According to PwC partner Henri Arslanian, co-author of the report that surveyed over 50 funds, more crypto hedge funds trade ether (ETH), 67%. Bitcoin still reigned supreme in 2019 (97%).
Arslanian said the coronavirus crisis inspired more investors to adamantly ask how hedge fund managers reduce counterparty risks, for example, not leaving too much money on any single exchange. It’s important to deal with these concerns and then more investors would be willing to enter the market, he said.
One macro trend is more general interest in cryptocurrencies.
The vast majority of these funds serve family offices and high-net-worth individuals, an average of 28 individuals per fund. This suggests that the technology’s leading use case isn’t “financial inclusion” quite yet. (Many of these funds alone represent more global market share than the known peer-to-peer bitcoin trading volumes of some countries.)
This is why bitcoin appears to be correlated to traditional assets like stocks.
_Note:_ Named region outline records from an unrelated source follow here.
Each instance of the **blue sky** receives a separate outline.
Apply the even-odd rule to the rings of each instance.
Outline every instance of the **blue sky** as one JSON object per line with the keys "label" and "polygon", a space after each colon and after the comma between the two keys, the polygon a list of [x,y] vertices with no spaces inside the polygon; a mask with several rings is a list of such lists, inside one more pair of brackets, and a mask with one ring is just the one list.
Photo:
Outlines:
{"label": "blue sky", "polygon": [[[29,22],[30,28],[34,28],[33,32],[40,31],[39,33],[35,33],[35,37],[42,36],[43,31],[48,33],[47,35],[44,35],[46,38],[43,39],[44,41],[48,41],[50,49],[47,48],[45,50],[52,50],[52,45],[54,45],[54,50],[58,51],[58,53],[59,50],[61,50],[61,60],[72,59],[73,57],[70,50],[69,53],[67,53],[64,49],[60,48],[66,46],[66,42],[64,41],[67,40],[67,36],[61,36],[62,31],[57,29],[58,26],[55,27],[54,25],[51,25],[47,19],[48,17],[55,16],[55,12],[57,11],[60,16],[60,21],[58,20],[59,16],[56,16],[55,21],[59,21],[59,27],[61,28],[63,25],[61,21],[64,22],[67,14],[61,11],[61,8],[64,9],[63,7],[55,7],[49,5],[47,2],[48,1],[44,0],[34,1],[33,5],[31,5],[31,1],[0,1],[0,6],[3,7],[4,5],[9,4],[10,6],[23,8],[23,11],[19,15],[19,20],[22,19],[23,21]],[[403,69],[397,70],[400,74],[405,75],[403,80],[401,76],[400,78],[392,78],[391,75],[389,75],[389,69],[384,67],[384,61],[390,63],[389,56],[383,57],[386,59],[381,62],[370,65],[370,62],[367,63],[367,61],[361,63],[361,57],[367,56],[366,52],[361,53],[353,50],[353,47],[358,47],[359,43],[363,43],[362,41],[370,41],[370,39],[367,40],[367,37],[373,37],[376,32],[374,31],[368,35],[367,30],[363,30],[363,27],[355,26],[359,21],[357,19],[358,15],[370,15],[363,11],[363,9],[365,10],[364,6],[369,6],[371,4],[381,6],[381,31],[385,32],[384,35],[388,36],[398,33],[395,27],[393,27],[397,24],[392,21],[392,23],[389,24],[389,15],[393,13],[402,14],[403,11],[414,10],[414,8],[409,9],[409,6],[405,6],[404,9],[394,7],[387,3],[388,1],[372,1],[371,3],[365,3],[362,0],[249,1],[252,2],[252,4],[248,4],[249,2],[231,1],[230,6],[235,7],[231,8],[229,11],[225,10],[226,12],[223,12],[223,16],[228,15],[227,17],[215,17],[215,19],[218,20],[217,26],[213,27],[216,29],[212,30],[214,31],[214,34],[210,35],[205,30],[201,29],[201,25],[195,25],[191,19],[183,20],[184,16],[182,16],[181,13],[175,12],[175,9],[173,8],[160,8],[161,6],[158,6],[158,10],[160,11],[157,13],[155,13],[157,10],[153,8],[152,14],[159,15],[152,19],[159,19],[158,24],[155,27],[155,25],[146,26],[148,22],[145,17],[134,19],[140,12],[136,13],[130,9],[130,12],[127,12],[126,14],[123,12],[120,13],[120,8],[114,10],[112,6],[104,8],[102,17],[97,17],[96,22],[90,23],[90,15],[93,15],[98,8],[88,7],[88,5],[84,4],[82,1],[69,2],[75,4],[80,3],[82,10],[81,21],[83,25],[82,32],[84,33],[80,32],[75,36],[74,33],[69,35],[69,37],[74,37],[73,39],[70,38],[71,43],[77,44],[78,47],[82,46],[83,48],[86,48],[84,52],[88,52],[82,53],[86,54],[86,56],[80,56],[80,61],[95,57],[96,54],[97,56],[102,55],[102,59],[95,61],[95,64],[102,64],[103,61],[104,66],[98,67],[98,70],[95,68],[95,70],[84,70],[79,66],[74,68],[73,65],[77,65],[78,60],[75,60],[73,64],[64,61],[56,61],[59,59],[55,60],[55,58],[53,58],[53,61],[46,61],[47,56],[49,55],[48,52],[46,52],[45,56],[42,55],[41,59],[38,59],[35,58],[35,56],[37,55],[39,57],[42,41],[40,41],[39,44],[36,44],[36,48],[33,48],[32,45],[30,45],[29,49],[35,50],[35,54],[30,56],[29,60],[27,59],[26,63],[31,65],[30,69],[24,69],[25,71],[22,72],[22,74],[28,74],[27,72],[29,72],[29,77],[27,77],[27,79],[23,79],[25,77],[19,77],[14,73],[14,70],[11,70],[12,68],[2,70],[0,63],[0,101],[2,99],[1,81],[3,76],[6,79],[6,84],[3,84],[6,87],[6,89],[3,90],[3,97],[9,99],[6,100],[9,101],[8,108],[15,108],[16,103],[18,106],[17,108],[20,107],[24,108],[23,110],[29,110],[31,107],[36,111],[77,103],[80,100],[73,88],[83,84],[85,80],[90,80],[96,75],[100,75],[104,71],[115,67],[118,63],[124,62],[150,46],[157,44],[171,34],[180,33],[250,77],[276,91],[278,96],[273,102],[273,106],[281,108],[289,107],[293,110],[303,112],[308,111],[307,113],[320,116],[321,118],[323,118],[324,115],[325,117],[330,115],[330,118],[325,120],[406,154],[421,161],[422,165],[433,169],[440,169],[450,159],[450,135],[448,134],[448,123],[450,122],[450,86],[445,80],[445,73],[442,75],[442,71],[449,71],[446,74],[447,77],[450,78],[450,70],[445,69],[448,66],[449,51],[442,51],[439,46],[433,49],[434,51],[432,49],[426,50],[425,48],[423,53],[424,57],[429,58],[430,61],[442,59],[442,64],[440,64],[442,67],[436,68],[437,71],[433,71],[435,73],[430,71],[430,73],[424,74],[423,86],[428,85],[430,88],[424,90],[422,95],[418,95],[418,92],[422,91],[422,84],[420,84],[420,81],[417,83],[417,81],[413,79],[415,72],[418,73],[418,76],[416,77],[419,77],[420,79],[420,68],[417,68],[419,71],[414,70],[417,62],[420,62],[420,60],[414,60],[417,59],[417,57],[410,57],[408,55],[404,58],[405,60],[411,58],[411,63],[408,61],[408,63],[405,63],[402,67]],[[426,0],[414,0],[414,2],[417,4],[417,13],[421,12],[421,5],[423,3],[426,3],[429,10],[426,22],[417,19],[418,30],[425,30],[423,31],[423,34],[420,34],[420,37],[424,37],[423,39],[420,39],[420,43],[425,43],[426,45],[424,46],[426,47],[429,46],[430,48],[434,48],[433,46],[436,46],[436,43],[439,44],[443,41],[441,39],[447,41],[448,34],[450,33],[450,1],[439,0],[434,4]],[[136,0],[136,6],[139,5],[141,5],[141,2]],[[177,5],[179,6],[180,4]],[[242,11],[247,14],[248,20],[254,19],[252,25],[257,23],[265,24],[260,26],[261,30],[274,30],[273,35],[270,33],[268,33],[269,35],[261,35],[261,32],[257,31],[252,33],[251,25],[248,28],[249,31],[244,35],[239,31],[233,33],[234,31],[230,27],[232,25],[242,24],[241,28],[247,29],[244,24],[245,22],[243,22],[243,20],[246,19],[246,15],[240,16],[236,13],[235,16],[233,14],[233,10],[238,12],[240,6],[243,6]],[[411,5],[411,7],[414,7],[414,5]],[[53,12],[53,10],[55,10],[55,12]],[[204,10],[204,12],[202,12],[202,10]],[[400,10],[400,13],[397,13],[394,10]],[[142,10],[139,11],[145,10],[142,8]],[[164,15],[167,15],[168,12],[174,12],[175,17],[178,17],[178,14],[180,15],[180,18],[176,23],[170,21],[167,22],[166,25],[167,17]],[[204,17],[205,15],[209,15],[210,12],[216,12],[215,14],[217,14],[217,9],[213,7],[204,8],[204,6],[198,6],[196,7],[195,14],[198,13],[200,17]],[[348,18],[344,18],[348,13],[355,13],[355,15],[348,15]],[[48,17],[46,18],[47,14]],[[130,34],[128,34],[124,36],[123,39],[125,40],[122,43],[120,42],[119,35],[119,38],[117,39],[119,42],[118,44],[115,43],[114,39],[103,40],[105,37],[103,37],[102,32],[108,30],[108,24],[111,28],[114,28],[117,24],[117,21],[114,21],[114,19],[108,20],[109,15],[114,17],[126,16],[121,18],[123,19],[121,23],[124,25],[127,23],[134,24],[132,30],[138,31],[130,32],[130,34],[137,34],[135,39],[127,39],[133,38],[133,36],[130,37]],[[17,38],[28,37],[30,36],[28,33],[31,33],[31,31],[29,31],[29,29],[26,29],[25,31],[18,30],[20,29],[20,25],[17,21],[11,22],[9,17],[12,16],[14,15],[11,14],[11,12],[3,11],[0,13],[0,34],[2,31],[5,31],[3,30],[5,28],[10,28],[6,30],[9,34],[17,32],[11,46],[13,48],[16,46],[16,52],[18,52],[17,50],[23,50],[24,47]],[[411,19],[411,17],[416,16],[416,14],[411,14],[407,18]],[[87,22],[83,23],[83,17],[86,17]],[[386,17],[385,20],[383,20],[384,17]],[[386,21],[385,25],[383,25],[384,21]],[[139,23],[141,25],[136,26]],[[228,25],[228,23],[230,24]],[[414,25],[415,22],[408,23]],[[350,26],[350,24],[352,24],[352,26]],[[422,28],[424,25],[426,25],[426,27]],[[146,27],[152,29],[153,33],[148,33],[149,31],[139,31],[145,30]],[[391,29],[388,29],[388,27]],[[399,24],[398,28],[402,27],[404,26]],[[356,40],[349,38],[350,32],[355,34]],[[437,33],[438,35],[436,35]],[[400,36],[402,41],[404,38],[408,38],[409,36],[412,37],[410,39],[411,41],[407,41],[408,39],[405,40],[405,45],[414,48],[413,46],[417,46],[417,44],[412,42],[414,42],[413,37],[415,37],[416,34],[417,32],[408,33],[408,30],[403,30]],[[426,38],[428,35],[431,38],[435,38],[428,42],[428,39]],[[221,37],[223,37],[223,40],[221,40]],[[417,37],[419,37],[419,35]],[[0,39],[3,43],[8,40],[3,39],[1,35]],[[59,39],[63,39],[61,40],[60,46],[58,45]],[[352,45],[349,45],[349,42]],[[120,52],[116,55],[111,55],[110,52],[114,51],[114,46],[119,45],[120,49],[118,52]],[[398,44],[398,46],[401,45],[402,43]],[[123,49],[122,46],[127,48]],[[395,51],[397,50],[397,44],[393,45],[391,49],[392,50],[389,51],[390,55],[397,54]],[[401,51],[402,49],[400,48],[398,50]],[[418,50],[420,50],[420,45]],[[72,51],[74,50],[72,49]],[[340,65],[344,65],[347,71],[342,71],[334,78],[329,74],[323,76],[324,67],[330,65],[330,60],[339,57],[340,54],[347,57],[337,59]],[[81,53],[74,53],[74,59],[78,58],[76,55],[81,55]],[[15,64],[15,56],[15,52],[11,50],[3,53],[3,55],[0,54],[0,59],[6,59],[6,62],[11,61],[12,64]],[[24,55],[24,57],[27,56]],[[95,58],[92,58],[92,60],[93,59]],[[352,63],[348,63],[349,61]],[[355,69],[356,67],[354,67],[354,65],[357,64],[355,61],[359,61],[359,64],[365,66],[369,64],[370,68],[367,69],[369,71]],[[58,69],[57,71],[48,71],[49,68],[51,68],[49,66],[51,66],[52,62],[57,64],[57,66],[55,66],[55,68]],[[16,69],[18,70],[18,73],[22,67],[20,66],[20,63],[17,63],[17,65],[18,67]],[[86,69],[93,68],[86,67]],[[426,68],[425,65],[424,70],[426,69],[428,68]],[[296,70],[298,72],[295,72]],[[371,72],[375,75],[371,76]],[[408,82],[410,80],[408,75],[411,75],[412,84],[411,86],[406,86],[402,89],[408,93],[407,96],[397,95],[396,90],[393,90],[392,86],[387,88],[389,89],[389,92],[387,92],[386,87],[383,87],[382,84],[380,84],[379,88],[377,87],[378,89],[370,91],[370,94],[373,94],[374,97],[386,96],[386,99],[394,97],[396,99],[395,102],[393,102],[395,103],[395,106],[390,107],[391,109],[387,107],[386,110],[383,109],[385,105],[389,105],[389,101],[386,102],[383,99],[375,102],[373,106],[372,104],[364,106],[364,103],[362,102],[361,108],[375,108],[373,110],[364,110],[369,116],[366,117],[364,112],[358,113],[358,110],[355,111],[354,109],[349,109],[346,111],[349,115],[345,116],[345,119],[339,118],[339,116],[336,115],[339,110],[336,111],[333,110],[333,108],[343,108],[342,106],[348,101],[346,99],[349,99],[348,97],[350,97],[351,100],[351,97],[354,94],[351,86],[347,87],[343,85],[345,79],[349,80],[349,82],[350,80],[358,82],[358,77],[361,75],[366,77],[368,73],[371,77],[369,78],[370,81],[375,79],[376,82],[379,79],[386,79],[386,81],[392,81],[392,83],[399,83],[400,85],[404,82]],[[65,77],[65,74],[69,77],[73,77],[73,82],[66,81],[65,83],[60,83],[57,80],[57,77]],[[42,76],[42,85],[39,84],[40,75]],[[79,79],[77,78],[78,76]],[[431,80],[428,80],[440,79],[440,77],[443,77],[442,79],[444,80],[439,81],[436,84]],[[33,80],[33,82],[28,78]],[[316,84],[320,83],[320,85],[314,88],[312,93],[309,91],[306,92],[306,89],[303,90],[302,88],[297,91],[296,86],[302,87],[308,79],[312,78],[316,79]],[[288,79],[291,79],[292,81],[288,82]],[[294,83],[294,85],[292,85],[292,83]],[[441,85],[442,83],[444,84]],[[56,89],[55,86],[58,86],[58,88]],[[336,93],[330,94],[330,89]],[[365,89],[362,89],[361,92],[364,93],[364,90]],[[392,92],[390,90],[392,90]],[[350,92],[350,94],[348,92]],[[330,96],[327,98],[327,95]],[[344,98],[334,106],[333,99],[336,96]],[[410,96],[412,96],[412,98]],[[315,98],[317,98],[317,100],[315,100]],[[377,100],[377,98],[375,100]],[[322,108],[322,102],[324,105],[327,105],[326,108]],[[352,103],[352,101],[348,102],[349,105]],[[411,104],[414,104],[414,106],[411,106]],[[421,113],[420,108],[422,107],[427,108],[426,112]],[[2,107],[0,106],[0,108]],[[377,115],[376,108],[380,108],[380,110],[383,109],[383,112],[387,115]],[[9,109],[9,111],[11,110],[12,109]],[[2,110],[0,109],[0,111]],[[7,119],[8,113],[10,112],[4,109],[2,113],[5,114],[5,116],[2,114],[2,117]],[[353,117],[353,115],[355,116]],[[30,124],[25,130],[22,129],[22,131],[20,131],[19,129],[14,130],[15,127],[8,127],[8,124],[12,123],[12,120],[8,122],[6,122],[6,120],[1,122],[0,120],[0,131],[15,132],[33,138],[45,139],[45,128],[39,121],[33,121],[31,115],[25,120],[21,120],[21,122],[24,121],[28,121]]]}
When the same small groups own significant chunks of multiple markets, their behavior influences those markets in similar ways. Diversifying ownership is the only way to decorrelate an asset class. In the meantime, traders and investors are making a killing.
The PwC report found the percentage of crypto hedge funds with more than $20 million under management jumped up from 19% to 35% of surveyed funds. This is a shocking growth considering the median starting point for these funds was $2 million.
“We’re starting to notice people are taking our calls a little bit more. There’s a little more interest,” Blockforce Capital’s Ervin said.
Bitcoin news: Volatility veterans
Plus, the market shocks in March didn’t feel like an emergency to veteran bitcoin traders.
Paul Veradittakit, co-founder of crypto investment firm Pantera Capital, agreed, saying his fund spent a lot of time so far in 2020 educating nervous investors.
“We wanted to make sure the investors knew what was going on in the market,” Veradittakit said. “We’re rebalancing a bit more into bitcoin to focus on what we think will be the rallying point for crypto during this time.”
Although the venture arm of Pantera now focuses on fewer startups and ensuring those investments have at least 18 months of runway, Veradittakit said overall 2020 has seen the fund’s largest amount of deployed capital to date. A few funds, including Scalar Capital and Polychain Capital, declined to offer comment on their updated strategies by press time.
“[Black Thursday] wasn’t that uncharacteristic of bitcoin, historically,” Ervin said, adding the same concept applies to ETH, which outperformed bitcoin in some previous years.
“[Big business] has embraced Ethereum, and that’s meaningful,” Ervin said. “There’s a significant amount of resources dedicated to Ethereum.”
That’s why the competition is more crowded than ever before. The PwC report tallied at least 150 active crypto hedge funds; more than 63% of which was launched in the past two years. All things considered, PwC’s Arslanian said he expects investors to learn about the market through institutions.
“We’re in the early stages of the crypto hedge fund industry. The crypto hedge fund industry today is where the traditional hedge fund industry was in the 1990s,” Arslanian said.